In a sense, that's what the book is about: deference to others' expertise. But in this case, deference is a more high-stakes issue, since the topic is: to what extent should the judiciary defer to the executive branch in times of crisis? The authors argue that the judiciary has traditionally given much deference to the executive branch in such periods, allowing it to temporarily compromise civil liberties because "civil liberties interfere with effective response to the threat" (p.4). This deference sometimes leads to bad decisions, they acknowledge, but they claim that "Both Congress and the judiciary realize that they do not have the expertise or the resources to correct the executive during an emergency. Only when the emergency wanes do these institutions reassert themselves, but this just shows that the basic constitutional structure remains unaffected by the emergency." They argue that "the traditional practice of judicial and legislative deference has served Americans well, and there is no reason to change it" (p.5).
The authors use some Bush-era cases as case studies, but they make clear that they do not defend particular choices on their merit (p.9). (Indeed, they say, many executive decisions are bad calls; they point to the internment of Japanese-Americans in WWII as one.) Rather, they argue that deferring to the executive branch leads to swifter decision-making and does not lead to systematically biased decision-making. They further assert that as the emergency recedes, Congress and the judiciary reassert themselves, as in the Hamdan and Hamdi decisions that reined in some of the Bush Administration's earlier executive decisions.
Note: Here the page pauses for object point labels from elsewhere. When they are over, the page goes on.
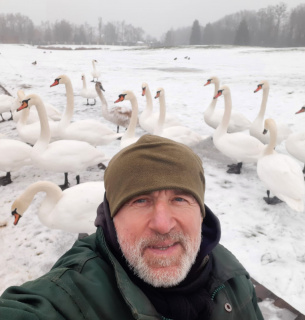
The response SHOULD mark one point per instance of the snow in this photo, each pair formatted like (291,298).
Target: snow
(268,240)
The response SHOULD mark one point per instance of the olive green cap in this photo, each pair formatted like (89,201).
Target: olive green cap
(153,163)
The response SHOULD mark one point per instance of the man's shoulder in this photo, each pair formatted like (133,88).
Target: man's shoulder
(226,265)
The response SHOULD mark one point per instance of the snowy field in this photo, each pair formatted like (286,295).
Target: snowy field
(268,240)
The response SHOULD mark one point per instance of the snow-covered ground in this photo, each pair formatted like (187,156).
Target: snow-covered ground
(268,240)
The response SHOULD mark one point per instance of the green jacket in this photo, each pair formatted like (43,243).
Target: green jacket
(89,283)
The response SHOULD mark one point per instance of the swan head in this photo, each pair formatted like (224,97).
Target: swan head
(28,101)
(213,79)
(159,93)
(126,95)
(99,86)
(224,90)
(144,88)
(301,110)
(62,79)
(262,85)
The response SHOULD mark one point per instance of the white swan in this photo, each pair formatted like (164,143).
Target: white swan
(6,103)
(178,133)
(88,130)
(129,135)
(95,73)
(120,116)
(212,117)
(281,174)
(88,93)
(257,127)
(32,116)
(72,210)
(14,155)
(63,155)
(238,146)
(149,120)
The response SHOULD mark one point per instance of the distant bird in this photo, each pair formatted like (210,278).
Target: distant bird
(117,115)
(281,174)
(72,210)
(95,73)
(88,93)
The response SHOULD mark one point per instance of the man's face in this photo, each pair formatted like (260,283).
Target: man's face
(160,234)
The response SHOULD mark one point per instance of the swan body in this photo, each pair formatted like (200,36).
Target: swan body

The authors' arguments for this view are heavily based in ConLaw, a body of work - and, I suspect, a form of argumentation - with which I am unfamiliar. To me, the arguments look bloodless and Machiavellian, in the positive sense of being ruthlessly pragmatic rather than idealistic. I am not sure I find them convincing, particularly the point that the legal system can systematically bounce back from deference, but as I say, I don't have the ConLaw background or the historical background to take these on in a principled fashion.
I also thought that parts of the book were unfocused, particularly in Ch.6, where the authors take a detour to argue for narrowly legalizing coercive interrogation on pragmatic grounds. For me, this was the most uncomfortable part of the book: the authors acknowledge the moral issues with coercive interrogation, but argue that legalizing it would be the best pragmatic way to control it and meet our national moral obligations. As I said, the arguments are sometimes bloodless - and in this case, this shocking (to me) argument distracted from the book's central argument about judicial deference.
I did enjoy touring the legal system as a system, though. In any case, a thought-provoking book.